With this takeover, BMS will earn royalties from the sale of three drugs that were developed on Medarex’ platform and subsequently out-licensed: Simponi, marketed by Centocor Ortho Biotech for moderate to severe active rheumatoid arthritis in combination with methotrexate, active psoriatic arthritis alone or with methotrexate, and active ankylosing spondylitis; Centocor’s Stelara for psoriasis; and Novartis’ Ilaris for cryopyrin-associated periodic syndromes. Simponi is approved in Canada and the U.S., Stelara in Canada and Europe, and Ilaris in the U.S.
All three drugs were developed on Medarex’ UltiMAb Human Antibody Development System®. It produces high-affinity, fully human antibodies for use in a range of therapeutic areas including immunology and oncology. Along with UltiMAb BMS will also obtain Medarex’ next-generation antibody-drug conjugate technology.

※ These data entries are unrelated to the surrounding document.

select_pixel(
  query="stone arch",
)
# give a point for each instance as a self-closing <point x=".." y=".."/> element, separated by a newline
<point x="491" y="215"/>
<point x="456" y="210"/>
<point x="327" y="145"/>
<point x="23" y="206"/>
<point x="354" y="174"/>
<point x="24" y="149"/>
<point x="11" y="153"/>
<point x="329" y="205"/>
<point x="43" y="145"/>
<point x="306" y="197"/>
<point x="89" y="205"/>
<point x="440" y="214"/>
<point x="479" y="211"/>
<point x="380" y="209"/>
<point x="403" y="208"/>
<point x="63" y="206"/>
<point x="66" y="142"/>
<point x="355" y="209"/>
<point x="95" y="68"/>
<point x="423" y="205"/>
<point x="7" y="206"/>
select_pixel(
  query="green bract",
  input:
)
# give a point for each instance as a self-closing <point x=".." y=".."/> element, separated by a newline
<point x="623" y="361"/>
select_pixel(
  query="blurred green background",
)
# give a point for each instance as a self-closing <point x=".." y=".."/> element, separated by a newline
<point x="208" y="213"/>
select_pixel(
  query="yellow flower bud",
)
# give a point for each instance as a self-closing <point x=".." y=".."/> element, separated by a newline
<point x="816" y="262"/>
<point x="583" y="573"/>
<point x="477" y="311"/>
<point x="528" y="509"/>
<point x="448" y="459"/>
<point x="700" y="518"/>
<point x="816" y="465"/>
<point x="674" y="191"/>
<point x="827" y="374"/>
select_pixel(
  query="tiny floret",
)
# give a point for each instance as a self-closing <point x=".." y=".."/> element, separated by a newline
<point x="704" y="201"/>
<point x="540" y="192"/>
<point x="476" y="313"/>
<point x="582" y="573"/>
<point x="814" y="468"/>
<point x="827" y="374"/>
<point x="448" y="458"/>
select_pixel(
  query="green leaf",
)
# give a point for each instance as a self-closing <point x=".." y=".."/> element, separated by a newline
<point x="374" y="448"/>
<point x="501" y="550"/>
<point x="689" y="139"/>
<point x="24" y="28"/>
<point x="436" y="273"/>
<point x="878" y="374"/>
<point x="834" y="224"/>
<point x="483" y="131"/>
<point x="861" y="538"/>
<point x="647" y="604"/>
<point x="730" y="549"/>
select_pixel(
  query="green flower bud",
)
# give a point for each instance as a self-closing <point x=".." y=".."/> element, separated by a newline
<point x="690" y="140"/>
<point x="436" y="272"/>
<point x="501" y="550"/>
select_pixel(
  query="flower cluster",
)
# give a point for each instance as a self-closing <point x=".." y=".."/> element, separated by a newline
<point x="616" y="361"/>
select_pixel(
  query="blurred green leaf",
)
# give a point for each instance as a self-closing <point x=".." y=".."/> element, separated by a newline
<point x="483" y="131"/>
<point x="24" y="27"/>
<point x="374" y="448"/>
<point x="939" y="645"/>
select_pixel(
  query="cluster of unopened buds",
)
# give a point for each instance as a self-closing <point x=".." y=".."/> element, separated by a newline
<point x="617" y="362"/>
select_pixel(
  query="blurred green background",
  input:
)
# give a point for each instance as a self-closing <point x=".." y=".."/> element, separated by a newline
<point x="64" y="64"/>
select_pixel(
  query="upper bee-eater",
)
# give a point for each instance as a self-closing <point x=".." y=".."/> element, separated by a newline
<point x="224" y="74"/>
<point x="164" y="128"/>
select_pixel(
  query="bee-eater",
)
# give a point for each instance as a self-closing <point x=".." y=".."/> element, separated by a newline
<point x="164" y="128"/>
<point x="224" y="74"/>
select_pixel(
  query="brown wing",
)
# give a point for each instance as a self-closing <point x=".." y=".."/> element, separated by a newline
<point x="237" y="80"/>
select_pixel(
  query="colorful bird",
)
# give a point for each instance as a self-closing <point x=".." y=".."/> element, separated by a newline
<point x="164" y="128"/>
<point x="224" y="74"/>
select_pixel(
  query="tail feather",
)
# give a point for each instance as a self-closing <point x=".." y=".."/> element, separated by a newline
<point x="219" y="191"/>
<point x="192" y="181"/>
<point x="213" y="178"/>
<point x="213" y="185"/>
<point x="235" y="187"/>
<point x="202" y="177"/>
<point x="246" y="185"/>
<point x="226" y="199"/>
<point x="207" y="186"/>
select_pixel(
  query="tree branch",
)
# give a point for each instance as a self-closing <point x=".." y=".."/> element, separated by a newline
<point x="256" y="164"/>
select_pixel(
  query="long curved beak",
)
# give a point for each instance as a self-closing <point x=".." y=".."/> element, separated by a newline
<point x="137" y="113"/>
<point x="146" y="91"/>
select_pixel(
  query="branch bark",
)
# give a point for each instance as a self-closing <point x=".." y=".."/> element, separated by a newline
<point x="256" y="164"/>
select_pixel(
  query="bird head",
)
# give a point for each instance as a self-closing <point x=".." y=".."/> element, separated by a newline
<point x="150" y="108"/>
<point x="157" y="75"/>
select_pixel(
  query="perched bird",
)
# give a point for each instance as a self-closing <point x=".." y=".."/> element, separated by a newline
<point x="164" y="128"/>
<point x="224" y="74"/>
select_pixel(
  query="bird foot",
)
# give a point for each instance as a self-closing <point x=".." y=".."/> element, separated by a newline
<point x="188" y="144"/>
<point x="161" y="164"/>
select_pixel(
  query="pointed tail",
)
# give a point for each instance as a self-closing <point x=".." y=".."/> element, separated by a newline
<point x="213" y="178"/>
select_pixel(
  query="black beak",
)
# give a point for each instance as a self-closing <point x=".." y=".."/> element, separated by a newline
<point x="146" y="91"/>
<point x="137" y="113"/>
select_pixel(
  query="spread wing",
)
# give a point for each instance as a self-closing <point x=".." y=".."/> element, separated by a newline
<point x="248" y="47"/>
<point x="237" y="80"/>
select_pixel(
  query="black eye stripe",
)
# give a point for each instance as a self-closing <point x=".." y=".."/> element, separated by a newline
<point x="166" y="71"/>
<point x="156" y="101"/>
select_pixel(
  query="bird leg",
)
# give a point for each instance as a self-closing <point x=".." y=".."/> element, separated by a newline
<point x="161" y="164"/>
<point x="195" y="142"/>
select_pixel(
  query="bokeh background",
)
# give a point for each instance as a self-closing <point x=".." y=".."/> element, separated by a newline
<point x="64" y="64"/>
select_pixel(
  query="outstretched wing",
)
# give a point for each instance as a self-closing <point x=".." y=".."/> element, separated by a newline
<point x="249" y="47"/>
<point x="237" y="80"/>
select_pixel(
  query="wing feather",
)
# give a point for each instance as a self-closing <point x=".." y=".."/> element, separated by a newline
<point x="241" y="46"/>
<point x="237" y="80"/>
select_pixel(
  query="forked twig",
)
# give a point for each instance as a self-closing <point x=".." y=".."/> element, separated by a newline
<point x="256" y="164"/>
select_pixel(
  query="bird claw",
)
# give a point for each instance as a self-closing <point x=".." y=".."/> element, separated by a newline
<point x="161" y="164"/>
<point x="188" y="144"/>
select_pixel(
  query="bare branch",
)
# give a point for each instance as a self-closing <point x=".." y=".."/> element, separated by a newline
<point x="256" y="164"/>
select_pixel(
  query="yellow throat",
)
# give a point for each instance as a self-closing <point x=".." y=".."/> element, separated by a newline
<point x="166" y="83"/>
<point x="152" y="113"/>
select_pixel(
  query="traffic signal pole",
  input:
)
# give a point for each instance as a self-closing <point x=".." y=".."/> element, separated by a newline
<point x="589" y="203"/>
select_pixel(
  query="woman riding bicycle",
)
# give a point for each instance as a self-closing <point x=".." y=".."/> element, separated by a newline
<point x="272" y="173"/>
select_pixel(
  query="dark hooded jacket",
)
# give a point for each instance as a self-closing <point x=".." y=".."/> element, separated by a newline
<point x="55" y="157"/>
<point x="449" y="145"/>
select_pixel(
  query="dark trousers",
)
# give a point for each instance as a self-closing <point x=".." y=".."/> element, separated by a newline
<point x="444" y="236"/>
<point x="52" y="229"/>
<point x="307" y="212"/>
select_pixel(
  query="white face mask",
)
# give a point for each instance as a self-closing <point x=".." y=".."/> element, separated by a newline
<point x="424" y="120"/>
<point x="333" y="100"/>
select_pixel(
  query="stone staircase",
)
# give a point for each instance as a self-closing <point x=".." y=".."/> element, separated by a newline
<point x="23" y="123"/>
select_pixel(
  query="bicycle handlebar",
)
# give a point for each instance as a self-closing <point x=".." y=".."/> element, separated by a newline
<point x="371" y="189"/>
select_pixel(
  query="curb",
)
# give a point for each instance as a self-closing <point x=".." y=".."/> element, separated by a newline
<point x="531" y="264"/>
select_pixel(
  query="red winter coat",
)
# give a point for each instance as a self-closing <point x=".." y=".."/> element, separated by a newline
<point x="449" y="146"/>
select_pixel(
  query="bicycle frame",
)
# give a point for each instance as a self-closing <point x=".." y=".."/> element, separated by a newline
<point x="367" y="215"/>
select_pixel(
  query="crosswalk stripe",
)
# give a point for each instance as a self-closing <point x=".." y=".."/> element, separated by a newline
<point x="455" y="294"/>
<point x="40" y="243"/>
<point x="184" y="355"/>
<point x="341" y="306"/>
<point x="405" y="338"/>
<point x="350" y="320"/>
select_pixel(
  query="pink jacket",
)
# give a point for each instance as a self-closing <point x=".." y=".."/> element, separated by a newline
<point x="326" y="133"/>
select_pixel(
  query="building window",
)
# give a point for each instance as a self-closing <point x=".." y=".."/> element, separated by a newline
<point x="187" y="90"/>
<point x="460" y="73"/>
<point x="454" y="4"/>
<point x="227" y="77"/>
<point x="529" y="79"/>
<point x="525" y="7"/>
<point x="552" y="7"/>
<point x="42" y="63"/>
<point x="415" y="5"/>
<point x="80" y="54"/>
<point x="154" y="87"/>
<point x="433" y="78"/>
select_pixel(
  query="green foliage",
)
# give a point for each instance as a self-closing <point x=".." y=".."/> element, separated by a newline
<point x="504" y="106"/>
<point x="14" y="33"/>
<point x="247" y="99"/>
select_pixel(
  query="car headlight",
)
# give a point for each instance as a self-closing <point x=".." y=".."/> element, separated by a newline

Additionally Medarex has seven fully owned antibodies in clinical trials and three antibodies being evaluated through partnerships. BMS thus gains full rights to the lead candidate, ipilimumab, which was being developed under a profit-sharing arrangement with the firm. This immunotherapy is currently in Phase III for the treatment of metastatic melanoma. The companies also have an ongoing Phase II study in lung cancer and Phase III trials in adjuvant melanoma and hormone-refractory prostate cancer.
Medarex’ collaborations include two compounds in Phase II development in lupus and autoimmune diseases with AstraZeneca, a Phase I program in cancer and hepatitis C with Ono Pharmaceutical, and an anthrax therapeutic candidate in a Phase I study with PharmAthene.
Medarex also has an equity interest in Genmab, which has filed a BLA and MAA for Ofatumumab in chronic lymphocytic leukemia and rheumatoid arthritis. Additionally, the company has a co-development agreement with Merck & Co. that covers MDX-066 and MDX-1388 being developed as a drug against C. difficile infection.